# ImageIcon über Socket schicken (Serialisierung)



## Stefan0001 (16. Sep 2012)

Hey Leute


Habe ein kleines Problem:

Ich will mehrere Object über ein Socket senden.
Die Objecte beinhalten:
Zahlen (int)
Text (String)
Bilder (javax.swing.ImageIcon)
Datum (java.sql.Timestamp)
Uhrzeiten (java.sql.Time)

z.B:

```
public class Event extends ListValue implements Serializable{
    private static final long serialVersionUID = 123456789123456789L;
    
    public String name;
    public Timestamp datum;
    public Time dauer;
    public String text;
    public ImageIcon bild
    
    public Event(int id, String name, Timestamp datum, Time dauer, String text, ImageIcon bild){
        super(id);
        this.name = name;
        this.datum = datum;
        this.dauer = dauer;
        this.text = text;
        this.bild = bild;
    }
}
```


So nun habe ich ein Problem bei der Serialisierung.  Wie ihr seht habe ich bereits der Klasse eine serialVersionUID verpasst.  Nun kommt bei einem Freund von mir die Fehlermeldung:

```
java.io.InvalidClassException: javax.swing.ImageIcon; local class incompatible: stream classdesc serialVersionUID = -962022720109015502, local class serialVersionUID = 532615968316031794
```

Wie muss ich den die ImageIcon Klasse erweitern um sie übertragen zu können.
Oder soltle ich eine andere Klasse verwenden.
Meine idee wäre so etwas:

```
import javax.swing.ImageIcon;

public class Bild extends ImageIcon{
    private static final long serialVersionUID = 123456789123456789L;
    
}
```
scheint aber auch nicht wirklich zu funktionieren.

Achja:
Auf dem Server läuft Linux mit JRE 6.0 - bei dem Client läuft Win7 und JRE 7.0
Habe die serialVersionUID nur bei den Objuecten gesetzt die per Socket übertragen werde.
Achja bei meinem Versuch 
	
	
	
	





```
public class Bild extends ImageIcon
```
 habe ich später das Bild einem ImageIcon zugewiesen:  

```
Event e;
ImageIcon i = e.bild;
```

-> e.bild vom Typ Bild
-> Bild erweitert ImageIcon
-> Event e wurde vom Server geschickt


Hoffe mir kann jemand helfen

Mfg


----------



## SlaterB (17. Sep 2012)

welche Java-Versionen hast du auf beiden Seiten?
System.out.println(System.getProperty("java.version"));

ach ja
> Auf dem Server läuft Linux mit JRE 6.0 - bei dem Client läuft Win7 und JRE 7.0
ungünstig eben

ImageIcon (Java Platform SE 7 )


> Warning: Serialized objects of this class will not be compatible with future Swing releases. The current serialization support is appropriate for short term storage or RMI between applications running the same version of Swing. As of 1.4, support for long term storage of all JavaBeansTM has been added to the java.beans package. Please see XMLEncoder.



-----

ein ImageIcon bietet sich aber anscheinend sowieso nicht zur Übertragung an, das Image-Attribut ist als transient markiert,
übertrag eher das herausgeholte Image-Objekt,
noch eher eine simple Datei von der Festplatte, falls das Bild so vorhanden ist, als byte[]


----------



## Stefan0001 (17. Sep 2012)

> übertrag eher das herausgeholte Image-Objekt,


meinst du als awt.Image? 
Dieses lässt sich aber nicht serialisieren (glaub ich)
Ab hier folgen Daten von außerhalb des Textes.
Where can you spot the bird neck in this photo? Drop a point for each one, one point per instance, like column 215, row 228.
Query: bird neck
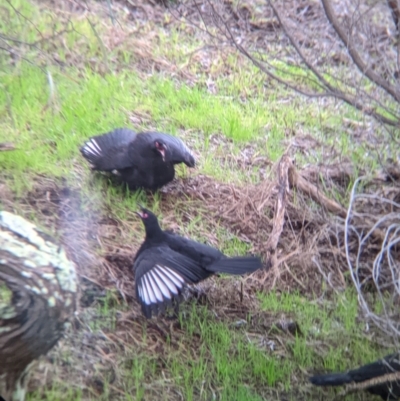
column 154, row 233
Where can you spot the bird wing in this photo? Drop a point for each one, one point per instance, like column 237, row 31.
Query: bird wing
column 160, row 276
column 109, row 151
column 177, row 151
column 204, row 254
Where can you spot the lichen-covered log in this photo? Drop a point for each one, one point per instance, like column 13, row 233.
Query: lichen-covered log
column 38, row 293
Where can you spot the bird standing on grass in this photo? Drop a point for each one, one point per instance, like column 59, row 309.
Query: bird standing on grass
column 165, row 263
column 142, row 160
column 380, row 378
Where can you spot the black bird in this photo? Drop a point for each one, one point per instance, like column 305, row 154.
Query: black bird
column 388, row 388
column 165, row 263
column 142, row 160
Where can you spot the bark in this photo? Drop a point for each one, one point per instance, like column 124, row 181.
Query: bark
column 38, row 293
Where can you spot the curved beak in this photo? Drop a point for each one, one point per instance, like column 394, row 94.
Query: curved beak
column 189, row 161
column 141, row 212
dann müsste ich ja eine wrapper klassen benutzen oder?


----------



## kaetzacoatl (17. Sep 2012)

dann halt nicht


----------



## SlaterB (17. Sep 2012)

@kaetzacoatl
ist das eine verunglückt formuliere Hilfe?
ansonsten besser eigenen Thread aufmachen..

------

> dann müsste ich ja eine wrapper klassen benutzen oder? 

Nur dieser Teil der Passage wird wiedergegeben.